Available JSON-RPC methods¶

Attention

Only supported for Python versions 3.6 and above

version¶

Get the version of benchmarkstt

return str:	BenchmarkSTT version

list.normalization¶

Get a list of available core normalization

return object:	With key being the normalization name, and value its description

normalization.config¶

Use config file notation to define normalization rules. This notation is a list of normalizers, one per line.

Each normalizer that is based needs a file is followed by a file name of a csv, and can be optionally followed by the file encoding (if different than default). All options are loaded in from this csv and applied to the normalizer.

The normalizers can be any of the core normalizers, or you can refer to your own normalizer class (like you would use in a python import, eg. my.own.package.MyNormalizerClass).

Additional rules:

Normalizer names are case-insensitive.
Arguments MAY be wrapped in double quotes.
If an argument contains a space, newline or double quote, it MUST be wrapped in double quotes.
A double quote itself is represented in this quoted argument as two double quotes: "".

The normalization rules are applied top-to-bottom and follow this format:

[normalization]
# This is a comment

# (Normalizer2 has no arguments)
lowercase

# loads regex expressions from regexrules.csv in "utf 8" encoding
regex regexrules.csv "utf 8"

# load another config file, [section1] and [section2]
config configfile.ini section1
config configfile.ini section2

# loads replace expressions from replaces.csv in default encoding
replace     replaces.csv

example encoding:
param file:	The config file
param encoding:	The file encoding
param section:	The subsection of the config file to use, defaults to 'normalization'
example text:	"He bravely turned his tail and fled"
example file:	"./resources/test/normalizers/configfile.conf"
	"UTF-8"
example return:	"ha bravalY Turnad his tail and flad"
param text:	The text to normalize
param bool return_logs:
	Return normalization logs

normalization.lowercase¶

Lowercase the text

param bool return_logs:
example text:	"Easy, Mungo, easy... Mungo..."
example return:	"easy, mungo, easy... mungo..."
param text:	The text to normalize
	Return normalization logs

normalization.regex¶

Simple regex replace. By default the pattern is interpreted case-sensitive.

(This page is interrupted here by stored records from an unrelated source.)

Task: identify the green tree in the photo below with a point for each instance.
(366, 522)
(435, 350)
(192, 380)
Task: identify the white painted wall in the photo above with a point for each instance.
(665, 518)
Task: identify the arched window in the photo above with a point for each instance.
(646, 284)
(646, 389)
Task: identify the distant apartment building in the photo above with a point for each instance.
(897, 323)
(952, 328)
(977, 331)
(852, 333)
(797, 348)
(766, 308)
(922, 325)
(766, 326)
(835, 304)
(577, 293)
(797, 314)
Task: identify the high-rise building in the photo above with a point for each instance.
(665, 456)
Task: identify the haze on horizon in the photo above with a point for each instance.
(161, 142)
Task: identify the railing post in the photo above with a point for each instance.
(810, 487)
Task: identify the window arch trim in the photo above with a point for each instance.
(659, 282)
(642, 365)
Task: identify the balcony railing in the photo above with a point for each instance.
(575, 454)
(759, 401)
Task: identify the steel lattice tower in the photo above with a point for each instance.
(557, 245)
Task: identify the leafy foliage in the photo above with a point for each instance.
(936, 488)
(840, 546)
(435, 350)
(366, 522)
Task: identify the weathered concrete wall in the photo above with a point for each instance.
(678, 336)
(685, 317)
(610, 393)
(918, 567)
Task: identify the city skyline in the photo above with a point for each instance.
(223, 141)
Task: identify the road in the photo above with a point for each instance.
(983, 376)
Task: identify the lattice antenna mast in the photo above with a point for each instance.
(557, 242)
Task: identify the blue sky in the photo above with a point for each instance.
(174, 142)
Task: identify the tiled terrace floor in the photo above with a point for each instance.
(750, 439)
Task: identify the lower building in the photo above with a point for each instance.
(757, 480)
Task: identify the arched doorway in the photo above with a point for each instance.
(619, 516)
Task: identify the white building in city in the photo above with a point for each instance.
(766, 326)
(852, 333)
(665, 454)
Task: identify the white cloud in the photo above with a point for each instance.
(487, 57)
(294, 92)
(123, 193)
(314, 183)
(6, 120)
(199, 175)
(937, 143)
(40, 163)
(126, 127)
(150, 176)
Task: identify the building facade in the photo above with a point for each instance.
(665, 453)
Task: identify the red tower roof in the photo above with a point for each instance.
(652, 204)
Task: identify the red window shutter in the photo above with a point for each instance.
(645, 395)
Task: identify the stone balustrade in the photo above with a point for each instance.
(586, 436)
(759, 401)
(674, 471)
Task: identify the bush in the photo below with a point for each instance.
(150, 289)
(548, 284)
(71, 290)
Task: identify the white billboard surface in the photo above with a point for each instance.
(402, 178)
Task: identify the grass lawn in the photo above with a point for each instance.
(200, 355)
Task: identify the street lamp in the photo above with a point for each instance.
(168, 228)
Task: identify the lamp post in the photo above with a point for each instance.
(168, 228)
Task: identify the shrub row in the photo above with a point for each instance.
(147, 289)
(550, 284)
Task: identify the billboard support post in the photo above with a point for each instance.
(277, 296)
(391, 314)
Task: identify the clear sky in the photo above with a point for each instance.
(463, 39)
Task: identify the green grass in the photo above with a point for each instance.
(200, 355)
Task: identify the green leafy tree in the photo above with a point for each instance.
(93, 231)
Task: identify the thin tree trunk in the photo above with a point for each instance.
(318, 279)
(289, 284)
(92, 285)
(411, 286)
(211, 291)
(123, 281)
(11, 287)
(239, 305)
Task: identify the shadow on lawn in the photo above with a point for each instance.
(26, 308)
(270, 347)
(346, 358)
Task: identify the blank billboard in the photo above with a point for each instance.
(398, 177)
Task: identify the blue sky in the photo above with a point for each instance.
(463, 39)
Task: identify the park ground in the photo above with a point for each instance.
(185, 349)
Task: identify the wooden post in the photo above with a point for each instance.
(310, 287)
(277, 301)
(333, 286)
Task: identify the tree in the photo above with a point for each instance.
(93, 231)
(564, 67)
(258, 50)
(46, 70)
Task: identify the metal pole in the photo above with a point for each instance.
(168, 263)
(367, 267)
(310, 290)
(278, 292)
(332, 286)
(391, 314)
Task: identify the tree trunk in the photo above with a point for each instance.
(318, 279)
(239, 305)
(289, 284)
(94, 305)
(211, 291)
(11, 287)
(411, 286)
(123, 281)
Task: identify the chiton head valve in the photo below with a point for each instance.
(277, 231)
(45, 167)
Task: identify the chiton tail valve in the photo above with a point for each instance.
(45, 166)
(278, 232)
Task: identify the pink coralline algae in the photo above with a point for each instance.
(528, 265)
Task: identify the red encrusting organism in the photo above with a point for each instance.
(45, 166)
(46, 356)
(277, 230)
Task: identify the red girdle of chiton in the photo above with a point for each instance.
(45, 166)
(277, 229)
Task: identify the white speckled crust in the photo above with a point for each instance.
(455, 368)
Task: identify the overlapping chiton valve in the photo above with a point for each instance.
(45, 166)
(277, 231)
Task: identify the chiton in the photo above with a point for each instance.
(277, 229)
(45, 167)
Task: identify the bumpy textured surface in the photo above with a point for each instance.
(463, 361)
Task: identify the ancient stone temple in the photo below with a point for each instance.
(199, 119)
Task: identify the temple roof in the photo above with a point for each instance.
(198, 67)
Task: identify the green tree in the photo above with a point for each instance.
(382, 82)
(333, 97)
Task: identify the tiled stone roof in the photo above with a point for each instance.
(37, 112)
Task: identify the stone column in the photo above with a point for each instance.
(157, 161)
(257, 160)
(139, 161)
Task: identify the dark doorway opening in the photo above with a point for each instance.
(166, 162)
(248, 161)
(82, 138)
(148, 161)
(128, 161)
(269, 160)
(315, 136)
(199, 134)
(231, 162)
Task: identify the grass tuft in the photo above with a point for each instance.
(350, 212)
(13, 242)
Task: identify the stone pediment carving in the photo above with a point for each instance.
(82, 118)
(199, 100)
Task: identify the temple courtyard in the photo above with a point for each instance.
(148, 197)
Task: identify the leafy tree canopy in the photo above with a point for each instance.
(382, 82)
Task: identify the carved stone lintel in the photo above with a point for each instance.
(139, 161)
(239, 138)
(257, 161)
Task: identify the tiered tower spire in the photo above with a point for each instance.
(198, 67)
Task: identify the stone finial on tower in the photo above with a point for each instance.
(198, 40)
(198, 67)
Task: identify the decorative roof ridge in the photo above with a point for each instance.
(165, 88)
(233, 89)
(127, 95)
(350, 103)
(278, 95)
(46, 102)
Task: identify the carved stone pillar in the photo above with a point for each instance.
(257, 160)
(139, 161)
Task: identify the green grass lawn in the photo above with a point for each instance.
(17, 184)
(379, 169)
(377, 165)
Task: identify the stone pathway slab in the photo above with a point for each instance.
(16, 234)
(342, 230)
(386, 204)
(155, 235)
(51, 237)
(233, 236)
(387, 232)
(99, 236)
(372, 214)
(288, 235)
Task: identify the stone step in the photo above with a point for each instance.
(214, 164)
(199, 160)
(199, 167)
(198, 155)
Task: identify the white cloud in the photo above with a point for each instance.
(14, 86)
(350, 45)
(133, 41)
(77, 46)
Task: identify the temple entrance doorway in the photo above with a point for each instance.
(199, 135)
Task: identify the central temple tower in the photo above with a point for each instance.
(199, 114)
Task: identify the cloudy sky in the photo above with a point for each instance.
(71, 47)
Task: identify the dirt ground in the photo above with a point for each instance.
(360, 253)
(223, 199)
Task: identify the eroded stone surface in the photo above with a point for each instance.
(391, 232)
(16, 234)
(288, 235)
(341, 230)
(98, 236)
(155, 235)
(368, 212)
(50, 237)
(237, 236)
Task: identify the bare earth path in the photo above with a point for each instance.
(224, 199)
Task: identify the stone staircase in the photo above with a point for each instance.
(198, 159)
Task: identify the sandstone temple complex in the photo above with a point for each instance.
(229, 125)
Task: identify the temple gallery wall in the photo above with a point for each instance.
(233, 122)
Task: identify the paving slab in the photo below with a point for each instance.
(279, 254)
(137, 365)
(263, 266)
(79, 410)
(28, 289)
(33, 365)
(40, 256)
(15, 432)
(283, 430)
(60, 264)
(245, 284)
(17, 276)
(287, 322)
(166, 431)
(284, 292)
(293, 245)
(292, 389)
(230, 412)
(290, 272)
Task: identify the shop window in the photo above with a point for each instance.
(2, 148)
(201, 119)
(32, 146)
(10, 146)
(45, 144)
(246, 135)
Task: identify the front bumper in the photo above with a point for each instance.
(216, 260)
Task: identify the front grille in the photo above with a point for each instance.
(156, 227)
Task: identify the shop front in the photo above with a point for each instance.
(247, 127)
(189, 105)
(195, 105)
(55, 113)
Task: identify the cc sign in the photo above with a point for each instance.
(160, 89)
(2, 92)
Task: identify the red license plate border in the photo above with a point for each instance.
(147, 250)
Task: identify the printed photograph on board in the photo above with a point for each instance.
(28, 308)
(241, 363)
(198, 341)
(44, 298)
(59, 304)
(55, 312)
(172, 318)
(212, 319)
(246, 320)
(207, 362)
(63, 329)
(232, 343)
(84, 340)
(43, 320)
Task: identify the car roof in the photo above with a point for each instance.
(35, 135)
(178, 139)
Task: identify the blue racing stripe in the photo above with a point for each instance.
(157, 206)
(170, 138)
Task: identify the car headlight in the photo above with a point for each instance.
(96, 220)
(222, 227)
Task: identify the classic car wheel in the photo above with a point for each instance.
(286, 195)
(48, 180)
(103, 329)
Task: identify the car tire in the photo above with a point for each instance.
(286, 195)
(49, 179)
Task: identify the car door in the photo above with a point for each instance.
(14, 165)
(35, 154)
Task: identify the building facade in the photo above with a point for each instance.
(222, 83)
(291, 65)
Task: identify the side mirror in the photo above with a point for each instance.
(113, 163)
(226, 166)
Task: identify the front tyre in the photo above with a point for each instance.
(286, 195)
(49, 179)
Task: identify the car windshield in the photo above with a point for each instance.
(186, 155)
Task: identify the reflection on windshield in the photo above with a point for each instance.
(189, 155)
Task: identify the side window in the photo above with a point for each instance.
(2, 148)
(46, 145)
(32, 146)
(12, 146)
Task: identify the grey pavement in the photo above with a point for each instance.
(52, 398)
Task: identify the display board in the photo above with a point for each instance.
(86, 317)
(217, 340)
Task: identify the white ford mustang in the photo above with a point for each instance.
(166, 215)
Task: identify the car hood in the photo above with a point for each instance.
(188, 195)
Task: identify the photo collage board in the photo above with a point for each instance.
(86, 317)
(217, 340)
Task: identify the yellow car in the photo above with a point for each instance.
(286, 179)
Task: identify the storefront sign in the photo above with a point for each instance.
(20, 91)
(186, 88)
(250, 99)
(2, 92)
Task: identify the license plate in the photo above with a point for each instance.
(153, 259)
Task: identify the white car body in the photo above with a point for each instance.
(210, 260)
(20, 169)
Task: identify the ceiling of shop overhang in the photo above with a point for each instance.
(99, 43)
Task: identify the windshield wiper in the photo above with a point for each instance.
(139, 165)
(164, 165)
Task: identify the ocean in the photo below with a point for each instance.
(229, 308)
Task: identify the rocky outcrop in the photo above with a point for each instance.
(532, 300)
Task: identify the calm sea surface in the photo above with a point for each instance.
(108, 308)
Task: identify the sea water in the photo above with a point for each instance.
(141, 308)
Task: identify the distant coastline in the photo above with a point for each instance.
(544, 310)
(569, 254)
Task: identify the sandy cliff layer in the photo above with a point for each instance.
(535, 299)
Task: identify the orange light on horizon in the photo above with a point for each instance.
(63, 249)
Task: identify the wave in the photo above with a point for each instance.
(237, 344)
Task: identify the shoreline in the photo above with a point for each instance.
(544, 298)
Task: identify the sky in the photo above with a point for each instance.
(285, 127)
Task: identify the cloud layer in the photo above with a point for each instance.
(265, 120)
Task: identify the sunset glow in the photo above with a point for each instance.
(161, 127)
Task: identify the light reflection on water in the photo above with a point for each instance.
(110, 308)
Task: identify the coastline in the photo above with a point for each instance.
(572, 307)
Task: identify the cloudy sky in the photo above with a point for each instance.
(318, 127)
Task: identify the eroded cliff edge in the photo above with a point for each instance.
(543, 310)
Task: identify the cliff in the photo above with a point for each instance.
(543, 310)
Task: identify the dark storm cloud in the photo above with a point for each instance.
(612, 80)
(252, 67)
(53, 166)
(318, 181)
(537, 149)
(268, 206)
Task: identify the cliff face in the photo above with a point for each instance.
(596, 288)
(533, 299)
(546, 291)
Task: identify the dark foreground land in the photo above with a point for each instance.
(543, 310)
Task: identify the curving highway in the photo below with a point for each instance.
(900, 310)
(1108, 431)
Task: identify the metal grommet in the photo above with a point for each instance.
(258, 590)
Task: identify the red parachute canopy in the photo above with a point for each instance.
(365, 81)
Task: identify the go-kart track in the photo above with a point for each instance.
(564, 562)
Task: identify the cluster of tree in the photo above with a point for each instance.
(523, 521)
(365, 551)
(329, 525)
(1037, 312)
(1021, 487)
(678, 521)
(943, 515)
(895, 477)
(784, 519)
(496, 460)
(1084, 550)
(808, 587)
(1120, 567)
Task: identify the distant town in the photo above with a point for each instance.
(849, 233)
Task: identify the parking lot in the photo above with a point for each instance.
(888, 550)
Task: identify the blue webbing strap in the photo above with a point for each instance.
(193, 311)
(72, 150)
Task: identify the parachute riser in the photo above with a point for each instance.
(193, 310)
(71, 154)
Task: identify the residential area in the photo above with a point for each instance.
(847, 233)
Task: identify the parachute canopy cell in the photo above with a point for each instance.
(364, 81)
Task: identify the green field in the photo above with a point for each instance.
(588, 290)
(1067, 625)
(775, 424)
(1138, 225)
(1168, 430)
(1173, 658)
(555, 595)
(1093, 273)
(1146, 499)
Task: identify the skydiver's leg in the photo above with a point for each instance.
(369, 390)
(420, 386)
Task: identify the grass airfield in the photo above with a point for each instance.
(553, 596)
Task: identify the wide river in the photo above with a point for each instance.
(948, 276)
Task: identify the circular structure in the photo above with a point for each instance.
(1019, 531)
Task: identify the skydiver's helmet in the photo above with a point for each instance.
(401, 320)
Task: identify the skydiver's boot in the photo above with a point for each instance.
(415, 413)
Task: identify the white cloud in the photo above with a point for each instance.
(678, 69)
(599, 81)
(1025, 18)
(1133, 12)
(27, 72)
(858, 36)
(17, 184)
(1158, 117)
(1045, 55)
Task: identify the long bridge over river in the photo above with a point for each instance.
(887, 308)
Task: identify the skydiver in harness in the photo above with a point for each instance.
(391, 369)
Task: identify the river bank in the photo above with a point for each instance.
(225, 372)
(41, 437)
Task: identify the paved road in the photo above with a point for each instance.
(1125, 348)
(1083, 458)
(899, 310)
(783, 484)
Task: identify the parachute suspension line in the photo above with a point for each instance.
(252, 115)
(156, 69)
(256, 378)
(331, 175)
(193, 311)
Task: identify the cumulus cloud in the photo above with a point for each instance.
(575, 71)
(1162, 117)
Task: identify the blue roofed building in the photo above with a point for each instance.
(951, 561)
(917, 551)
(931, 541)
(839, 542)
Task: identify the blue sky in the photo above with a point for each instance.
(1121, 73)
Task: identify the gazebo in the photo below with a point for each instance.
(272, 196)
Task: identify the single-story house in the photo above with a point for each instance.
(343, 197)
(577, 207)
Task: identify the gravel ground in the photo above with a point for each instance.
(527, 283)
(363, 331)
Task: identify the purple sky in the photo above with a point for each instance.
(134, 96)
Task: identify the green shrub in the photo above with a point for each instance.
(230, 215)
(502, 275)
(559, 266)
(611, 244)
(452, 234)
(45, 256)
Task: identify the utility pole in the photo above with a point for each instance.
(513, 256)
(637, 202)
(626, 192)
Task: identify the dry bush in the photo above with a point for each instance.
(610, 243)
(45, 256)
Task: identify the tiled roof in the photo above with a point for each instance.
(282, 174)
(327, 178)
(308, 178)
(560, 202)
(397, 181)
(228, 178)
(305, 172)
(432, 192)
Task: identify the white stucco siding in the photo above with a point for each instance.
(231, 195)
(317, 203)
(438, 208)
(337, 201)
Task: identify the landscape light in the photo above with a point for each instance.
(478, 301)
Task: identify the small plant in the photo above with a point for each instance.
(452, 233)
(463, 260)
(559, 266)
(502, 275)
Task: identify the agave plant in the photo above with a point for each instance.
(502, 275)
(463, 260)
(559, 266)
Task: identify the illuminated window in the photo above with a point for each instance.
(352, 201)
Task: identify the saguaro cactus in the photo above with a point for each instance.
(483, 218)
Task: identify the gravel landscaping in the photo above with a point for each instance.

Case-insensitivity is supported by adding inline modifiers.

You might want to use capturing groups to preserve the case. When replacing a character not captured, the information about its case is lost...

Eg. would replace "HAHA! Hahaha!" to "HeHe! Hehehe!":

search replace

(?i)(h)a \1e

No regex flags are set by default, you can set them yourself though in the regex, and combine them at will, eg. multiline, dotall and ignorecase.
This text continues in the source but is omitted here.